The underlying principle here—one shared by my colleagues at Morningstar Indexes—is that matters of valuation, governance or profitability should not overshadow the purpose of a public market index, which is to best reflect the range of securities available for investors to buy. Fast-track inclusion, with index weightings adjusted for free float market capitalization, is seen by proponents of this view as an effective means of achieving that outcome.
And, as my Indexes colleagues highlight in their recent paper, the true impact of these flotations will only be fully felt by the market felt once equity lock-up periods expire and the free float of the newly listed companies increases. As shown on the chart below, if the free float of the three mega-cap IPO companies—SpaceX, OpenAI and Anthropic—rose to 50%, there could be a greater-than-10x increase in their weighting in the US total market index.
Estimated Impact of Including SpaceX, OpenAI and Anthropic in Three Free Float Scenarios
Source: Morningstar Indexes, PitchBook, CRSP Market Indexes, financial press. Data as of May 29, 2026. Note: Except for SpaceX, valuations are based on PitchBook valuation estimate; except for SpaceX, offering sizes are computed under the assumption of 5% float; SpaceX valuation and offering sizes are based on the reports in the financial press; estimates of the weight and changes in top 5 holdings in CRSP Market Indexes are based on March 2026 data.
Nasdaq, which is also floating SpaceX on its exchange, has decided to apply a 3x float multiplier which increases the weighting of low-free-float companies in its indexes.
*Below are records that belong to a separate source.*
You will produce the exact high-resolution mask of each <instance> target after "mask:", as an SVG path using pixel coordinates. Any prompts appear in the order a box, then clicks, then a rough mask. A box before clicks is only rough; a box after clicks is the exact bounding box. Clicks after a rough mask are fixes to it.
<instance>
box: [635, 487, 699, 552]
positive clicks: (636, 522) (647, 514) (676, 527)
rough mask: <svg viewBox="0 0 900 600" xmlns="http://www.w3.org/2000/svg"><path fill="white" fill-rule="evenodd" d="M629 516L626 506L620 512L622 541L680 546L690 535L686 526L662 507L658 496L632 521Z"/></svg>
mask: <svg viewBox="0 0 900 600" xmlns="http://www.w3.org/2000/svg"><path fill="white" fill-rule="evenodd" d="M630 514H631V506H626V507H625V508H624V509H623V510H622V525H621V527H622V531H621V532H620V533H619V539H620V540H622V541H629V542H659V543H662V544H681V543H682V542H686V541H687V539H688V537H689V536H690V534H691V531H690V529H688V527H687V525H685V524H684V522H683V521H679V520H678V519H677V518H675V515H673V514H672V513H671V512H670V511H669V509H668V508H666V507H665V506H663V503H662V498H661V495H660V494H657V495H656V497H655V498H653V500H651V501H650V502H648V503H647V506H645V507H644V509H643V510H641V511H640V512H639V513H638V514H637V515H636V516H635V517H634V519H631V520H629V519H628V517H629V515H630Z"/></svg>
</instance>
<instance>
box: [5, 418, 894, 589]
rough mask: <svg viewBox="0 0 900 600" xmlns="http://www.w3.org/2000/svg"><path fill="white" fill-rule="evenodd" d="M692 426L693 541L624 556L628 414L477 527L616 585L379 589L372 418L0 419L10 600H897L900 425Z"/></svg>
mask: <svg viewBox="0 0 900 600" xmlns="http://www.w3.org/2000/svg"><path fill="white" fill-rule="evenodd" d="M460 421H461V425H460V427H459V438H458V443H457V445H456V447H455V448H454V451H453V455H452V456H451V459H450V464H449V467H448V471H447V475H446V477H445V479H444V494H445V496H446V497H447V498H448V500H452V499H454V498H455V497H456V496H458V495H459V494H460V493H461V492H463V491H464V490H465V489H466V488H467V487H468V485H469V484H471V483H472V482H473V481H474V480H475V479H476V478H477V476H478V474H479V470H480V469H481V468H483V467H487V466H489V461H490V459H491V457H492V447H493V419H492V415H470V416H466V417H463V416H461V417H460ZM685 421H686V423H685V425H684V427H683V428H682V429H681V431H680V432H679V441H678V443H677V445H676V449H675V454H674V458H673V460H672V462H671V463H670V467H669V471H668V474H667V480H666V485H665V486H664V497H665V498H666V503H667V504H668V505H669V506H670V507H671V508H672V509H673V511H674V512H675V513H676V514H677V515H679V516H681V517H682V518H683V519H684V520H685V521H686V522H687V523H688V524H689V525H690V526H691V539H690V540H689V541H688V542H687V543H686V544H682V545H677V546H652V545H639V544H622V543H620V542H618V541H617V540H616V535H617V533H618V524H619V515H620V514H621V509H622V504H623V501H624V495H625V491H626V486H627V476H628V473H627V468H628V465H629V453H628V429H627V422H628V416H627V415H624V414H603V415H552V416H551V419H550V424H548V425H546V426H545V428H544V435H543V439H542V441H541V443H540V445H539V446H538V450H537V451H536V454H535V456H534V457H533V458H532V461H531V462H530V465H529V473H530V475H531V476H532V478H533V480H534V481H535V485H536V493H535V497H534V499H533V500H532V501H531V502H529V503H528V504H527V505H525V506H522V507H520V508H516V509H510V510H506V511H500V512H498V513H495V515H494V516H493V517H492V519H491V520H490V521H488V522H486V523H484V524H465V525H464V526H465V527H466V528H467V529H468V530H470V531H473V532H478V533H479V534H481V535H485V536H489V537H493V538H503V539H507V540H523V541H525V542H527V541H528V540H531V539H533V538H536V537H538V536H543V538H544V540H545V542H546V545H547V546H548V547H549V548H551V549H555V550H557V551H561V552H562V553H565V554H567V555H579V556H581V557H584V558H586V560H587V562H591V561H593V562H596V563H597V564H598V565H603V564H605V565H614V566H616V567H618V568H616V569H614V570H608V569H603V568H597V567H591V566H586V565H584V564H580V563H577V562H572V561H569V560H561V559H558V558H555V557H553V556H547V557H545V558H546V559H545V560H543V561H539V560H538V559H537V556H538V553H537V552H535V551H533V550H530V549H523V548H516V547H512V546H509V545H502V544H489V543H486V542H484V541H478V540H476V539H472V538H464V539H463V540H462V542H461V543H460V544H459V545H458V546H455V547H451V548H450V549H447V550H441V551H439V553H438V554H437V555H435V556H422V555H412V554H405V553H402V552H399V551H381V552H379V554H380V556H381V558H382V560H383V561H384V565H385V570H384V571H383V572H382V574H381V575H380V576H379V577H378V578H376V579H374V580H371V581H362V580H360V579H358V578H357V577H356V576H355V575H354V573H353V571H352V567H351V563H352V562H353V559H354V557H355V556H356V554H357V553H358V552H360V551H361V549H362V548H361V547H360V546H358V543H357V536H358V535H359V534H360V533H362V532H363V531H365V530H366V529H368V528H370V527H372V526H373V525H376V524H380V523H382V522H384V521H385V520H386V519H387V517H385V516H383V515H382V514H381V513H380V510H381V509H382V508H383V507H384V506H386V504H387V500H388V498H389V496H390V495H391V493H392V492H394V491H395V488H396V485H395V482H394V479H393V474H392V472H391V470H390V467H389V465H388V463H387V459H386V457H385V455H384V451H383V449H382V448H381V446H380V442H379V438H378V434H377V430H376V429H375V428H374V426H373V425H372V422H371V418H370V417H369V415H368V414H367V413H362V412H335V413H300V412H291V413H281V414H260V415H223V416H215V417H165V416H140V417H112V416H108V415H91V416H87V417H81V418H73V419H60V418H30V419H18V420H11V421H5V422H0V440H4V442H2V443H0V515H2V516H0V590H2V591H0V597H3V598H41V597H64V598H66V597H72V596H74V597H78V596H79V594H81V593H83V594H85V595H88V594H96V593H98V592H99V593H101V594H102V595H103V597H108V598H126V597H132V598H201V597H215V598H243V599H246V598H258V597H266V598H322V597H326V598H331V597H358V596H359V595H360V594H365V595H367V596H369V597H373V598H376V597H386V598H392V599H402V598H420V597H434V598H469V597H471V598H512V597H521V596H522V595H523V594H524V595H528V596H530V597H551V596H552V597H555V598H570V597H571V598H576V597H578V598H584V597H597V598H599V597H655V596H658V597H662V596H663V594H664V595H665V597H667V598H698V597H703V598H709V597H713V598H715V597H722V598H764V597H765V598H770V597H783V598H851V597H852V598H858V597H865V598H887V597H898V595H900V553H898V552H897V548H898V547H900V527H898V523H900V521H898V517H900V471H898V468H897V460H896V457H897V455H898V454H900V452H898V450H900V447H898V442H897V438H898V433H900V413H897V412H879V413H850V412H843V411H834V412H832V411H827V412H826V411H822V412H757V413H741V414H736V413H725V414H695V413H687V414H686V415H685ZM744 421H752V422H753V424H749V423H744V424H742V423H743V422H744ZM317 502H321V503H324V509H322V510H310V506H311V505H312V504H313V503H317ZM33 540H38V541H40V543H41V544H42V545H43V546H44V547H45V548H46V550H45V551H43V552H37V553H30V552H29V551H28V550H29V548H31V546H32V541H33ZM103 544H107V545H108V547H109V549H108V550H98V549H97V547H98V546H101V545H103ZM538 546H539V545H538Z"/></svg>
Opinions range on the merits and disadvantages of this treatment. However, it is an arithmetic certainty that calculating index weightings in this way generates upward momentum in a low-free-float company’s share price that would otherwise be absent, and that may or may not be offset by other factors. (This is because demand would increase for a limited quantum of available shares from portfolios that track, or are benchmarked against, those indexes—Invesco’s $470 billion QQQ Trust ETF being a prominent example.)
Somewhat unexpectedly, S&P Dow Jones Indices decided last week to not amend their index inclusion requirements that set hurdles for length of public trading, minimum free float, and profitability. As a result, SpaceX will remain outside of S&P’s widely-tracked indexes for at least 12 months after the IPO, perhaps longer. S&P has previously endured questioning from investors on its perceived slowness to admit Tesla to its main market indexes due to the same criteria. It’s likely that those questions will resurface in the near future if SpaceX’s publicly quoted share price holds up.
There’s a wide range of approaches being taken here, and no obvious “right” answer. But institutional investors will doubtless be watching closely to see the net effect of all this on SpaceX’s and the wider market’s performance in the coming months and years. And they will have concerns over whether any perceived success with SpaceX’s unconventional approach to corporate governance would serve as a signal to other companies to follow the same path.